①After all, from the account abstraction wallet Argent, since 2018, it has completed financing of 56.2 million US dollars. After 4 years of development, there are only 7.4w addresses: Just like the rise of defi, users in the currency circle have switched from exchanges to Metamask The rise of Metamask is due to the digging of high APY mines. At present, the upsurge of smart contract wallets still needs a new catalyst;
Source: Dune
Source: Dune
③However, with the implementation of the account abstraction proposal of the Ethereum main network, it means that Argent users can seamlessly connect from StarkNet to the Ethereum main network, and the sparks ignited in this process are also worth looking forward to.
Use Cases
① Refined authority control: refine the single signature authority of EOA: ▽Give X TokenB transfer quota in User A’s contract ▽Give the authorized tokenC of the B user contract the transaction authority instead of the transfer authority ▽When the contract is not used for a long time, the right to use the contract will be automatically transferred ②Diversified payment methods of Gas: payment by others or any token payment
③Automatic deduction/automatic refund
Embrace the future of Web3
As a common saying goes, there are 4.8 billion web2 users, and web3 users have just exceeded 100 million in 22 years. We are still in the early wild stage of blockchain development.
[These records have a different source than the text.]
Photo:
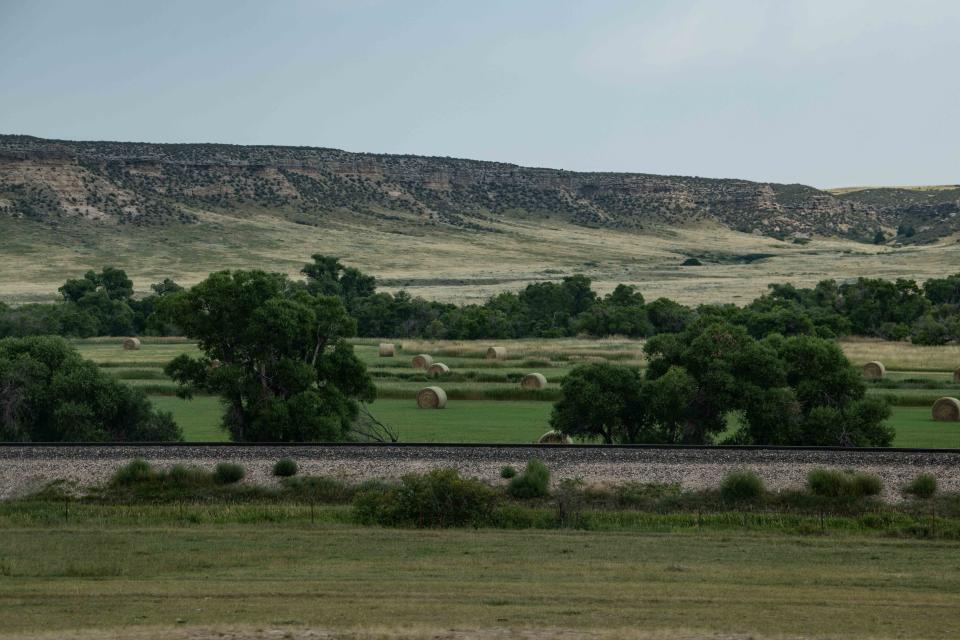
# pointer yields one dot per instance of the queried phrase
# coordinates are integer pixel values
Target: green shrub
(924, 486)
(440, 498)
(833, 483)
(534, 482)
(285, 468)
(133, 472)
(741, 486)
(228, 473)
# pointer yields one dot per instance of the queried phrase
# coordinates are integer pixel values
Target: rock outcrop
(141, 184)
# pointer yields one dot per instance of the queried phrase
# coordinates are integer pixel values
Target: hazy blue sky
(823, 92)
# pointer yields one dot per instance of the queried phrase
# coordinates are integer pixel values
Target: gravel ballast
(26, 468)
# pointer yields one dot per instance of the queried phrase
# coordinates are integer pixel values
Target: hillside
(149, 184)
(443, 227)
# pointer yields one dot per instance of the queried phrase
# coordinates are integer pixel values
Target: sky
(828, 93)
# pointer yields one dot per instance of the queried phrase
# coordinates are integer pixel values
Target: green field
(420, 584)
(486, 402)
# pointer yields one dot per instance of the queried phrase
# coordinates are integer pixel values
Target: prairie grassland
(487, 404)
(119, 578)
(34, 260)
(903, 356)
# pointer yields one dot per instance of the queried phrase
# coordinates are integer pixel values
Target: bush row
(442, 498)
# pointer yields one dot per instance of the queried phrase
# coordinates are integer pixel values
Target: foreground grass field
(56, 577)
(487, 404)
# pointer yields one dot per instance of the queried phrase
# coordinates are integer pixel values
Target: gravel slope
(24, 468)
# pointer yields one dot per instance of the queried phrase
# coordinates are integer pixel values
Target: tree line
(276, 351)
(100, 304)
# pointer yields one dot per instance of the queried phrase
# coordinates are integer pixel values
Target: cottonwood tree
(49, 393)
(799, 390)
(275, 351)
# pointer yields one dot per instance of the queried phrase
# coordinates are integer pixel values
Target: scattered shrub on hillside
(741, 486)
(833, 483)
(924, 486)
(284, 468)
(534, 482)
(228, 473)
(134, 471)
(440, 498)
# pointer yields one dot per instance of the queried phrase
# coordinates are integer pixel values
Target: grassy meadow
(486, 401)
(107, 577)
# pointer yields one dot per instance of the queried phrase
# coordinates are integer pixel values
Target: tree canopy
(49, 393)
(798, 390)
(275, 351)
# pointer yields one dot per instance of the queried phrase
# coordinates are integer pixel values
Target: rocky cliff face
(140, 184)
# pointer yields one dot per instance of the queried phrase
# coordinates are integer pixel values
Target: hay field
(474, 264)
(138, 574)
(486, 403)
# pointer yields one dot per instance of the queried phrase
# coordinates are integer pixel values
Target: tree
(601, 401)
(275, 351)
(789, 391)
(49, 393)
(799, 390)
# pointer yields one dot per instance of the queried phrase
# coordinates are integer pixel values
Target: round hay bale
(874, 370)
(438, 369)
(946, 410)
(432, 398)
(496, 353)
(554, 437)
(533, 381)
(422, 361)
(387, 350)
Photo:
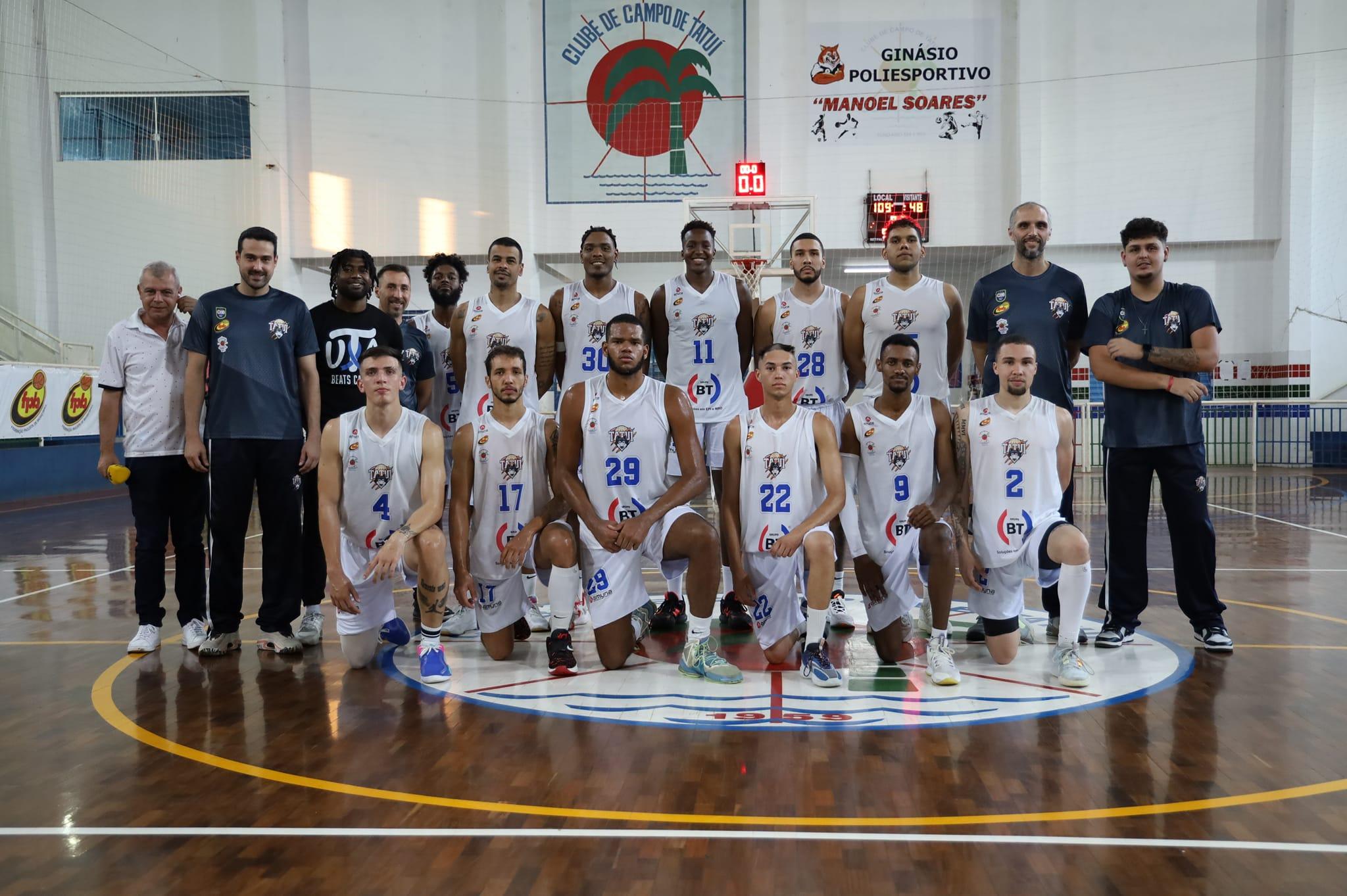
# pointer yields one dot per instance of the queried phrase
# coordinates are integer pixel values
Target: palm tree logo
(644, 74)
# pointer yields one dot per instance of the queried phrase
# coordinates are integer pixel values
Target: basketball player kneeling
(897, 451)
(501, 461)
(616, 432)
(783, 484)
(375, 461)
(1016, 451)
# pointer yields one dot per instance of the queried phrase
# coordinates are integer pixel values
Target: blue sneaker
(434, 667)
(395, 632)
(817, 668)
(700, 661)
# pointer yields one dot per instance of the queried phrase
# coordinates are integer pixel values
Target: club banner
(644, 101)
(929, 81)
(49, 401)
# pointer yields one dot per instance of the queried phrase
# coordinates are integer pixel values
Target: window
(147, 128)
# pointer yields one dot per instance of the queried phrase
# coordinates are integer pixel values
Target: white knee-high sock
(1073, 591)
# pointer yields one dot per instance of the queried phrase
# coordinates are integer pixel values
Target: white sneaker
(1071, 671)
(838, 617)
(193, 634)
(535, 618)
(941, 668)
(146, 641)
(310, 631)
(460, 621)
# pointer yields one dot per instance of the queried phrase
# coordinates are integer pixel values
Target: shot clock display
(883, 209)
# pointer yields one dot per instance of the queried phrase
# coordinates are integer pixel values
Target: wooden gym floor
(1177, 772)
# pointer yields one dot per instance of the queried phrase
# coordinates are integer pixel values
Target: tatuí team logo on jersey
(875, 696)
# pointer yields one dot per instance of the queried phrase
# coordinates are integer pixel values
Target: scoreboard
(883, 209)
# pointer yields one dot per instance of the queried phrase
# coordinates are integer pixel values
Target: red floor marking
(535, 681)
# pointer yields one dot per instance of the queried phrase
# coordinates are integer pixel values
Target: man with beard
(612, 469)
(702, 327)
(345, 327)
(1037, 299)
(394, 287)
(810, 315)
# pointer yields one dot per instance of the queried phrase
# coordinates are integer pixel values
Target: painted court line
(620, 833)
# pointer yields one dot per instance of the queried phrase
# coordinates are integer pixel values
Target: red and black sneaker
(672, 614)
(735, 617)
(560, 658)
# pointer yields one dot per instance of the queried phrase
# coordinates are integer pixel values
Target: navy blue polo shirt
(1050, 310)
(1151, 417)
(253, 346)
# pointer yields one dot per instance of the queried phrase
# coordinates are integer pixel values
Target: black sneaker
(560, 658)
(1114, 635)
(977, 632)
(672, 614)
(1052, 631)
(733, 615)
(1215, 640)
Going back to the question at the beginning of the article: "How much risk and responsibility am I willing to take for my assets?", can I not only need to remember my private key, but also ensure that my wallet is not lost?
I have always heard traditional VCs asking: Is there any scenario that only web3 can do but web2 can't? We believe that the Web3 wallet is one of the examples of facing the traditional Web2: only in the decentralized network of Web3, we can expect a good wallet that meets censorship resistance, security and user experience. Don't take responsibility. The emergence of such a wallet is also an important basis for 4.7 billion Web2 users to embrace the future of Web3: the wallet is not only the first entrance to Web3, but also a domain name on the chain (such as ENS), a soul-bound token (Soul-Bounded Token), If there is no secure wallet environment, the construction of Web3 Lego will not have a solid foundation.
We need to think more seriously. There are not many opportunities to shoot in the bear market. MPC has shown us a future where EOA wallets are easier to use and more secure, and can adapt to all current EVM chains. There is still a long way to go for smart contract access to Dapp There is a way to go, the social recovery plan is currently looking weak, but the future possibility of smart contracts is exciting. Who do we want to bet on? We will hand in this answer with real money.
2022 is a dark year for cryptocurrencies, but we still believe the future is bright. We are Awakened Warlocks in World of Warcraft, and we want to create a world where no one can take Siphon Life from us (unless the proposal is voted through).